C. Civilian Judicial Oversight Board
Care Principle: Judges must be accountable to the people they judge, especially those harmed by the legal system
Structure:
- Membership: 60% formerly incarcerated people, 40% other community members harmed by legal system
- Selection: Elected by jurisdiction residents
- Powers:
- Review judge performance
- Mandate additional rotations if judge shows bias
- Recommend removal to Legislative Assembly
- Require bias training
D. Alternative Justice Models
1. Constitutional Council (Alternative to Supreme Court Monopoly)
- 50 members elected by sortition from pool of legal experts
- 2-year terms (prevents entrenchment)
- Proportional representation by race, gender, class, and region
- Consensus decision-making (not 5-4 partisan votes)
2. Multi-Judge Panels
- Major cases heard by 15-judge panels (not 9)

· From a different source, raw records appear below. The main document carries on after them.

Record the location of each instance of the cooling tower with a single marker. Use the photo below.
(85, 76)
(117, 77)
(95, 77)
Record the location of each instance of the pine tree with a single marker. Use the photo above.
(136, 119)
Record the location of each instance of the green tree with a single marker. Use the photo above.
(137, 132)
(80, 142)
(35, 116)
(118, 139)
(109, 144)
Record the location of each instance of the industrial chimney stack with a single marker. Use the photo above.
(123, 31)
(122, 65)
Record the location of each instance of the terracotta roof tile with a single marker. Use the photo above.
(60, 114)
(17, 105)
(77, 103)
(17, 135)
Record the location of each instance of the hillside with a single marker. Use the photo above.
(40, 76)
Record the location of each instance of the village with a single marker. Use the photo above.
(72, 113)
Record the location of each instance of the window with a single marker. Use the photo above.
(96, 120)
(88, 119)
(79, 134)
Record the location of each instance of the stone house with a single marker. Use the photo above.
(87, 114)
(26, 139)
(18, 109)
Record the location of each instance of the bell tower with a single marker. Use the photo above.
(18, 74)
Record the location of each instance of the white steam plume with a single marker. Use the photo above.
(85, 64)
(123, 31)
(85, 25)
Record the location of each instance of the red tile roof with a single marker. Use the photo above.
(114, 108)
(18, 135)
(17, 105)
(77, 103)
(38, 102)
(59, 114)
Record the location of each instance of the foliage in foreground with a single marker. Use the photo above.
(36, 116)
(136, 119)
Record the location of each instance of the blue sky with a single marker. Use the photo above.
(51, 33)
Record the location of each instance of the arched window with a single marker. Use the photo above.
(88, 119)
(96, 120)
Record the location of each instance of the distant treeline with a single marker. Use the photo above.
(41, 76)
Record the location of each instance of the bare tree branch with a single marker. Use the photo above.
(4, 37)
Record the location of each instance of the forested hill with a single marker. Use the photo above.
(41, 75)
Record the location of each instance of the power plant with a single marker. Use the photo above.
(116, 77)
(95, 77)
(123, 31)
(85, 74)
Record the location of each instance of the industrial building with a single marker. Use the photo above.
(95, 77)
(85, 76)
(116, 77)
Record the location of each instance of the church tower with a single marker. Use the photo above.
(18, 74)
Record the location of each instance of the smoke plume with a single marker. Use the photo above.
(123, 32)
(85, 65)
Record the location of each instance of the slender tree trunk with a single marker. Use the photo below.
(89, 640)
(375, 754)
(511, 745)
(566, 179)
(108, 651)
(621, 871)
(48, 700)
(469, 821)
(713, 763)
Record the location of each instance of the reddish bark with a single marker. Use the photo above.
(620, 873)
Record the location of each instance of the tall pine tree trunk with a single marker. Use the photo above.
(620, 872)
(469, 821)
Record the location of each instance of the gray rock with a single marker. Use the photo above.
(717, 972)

- Includes judges, community members, subject-matter experts
3. Popular Constitutionalism
- Direct citizen participation in constitutional interpretation
- Community forums inform judicial decisions
4. Judicial Review Limits
- Courts cannot overturn laws passed by supermajority (67%+) of Legislative Assembly
- Constitutional amendments can override court rulings with 60% vote
Total Supreme Court Structure:
- 15 Professional Justices (18-year terms)
- 102 Citizens' Jury Members (2-year terms, 1/3 replaced annually)
- 117 total votes on every case
- Supermajority (11/15 justices + 68/102 jury) required to remove rights
This is the most democratic Supreme Court system ever proposed.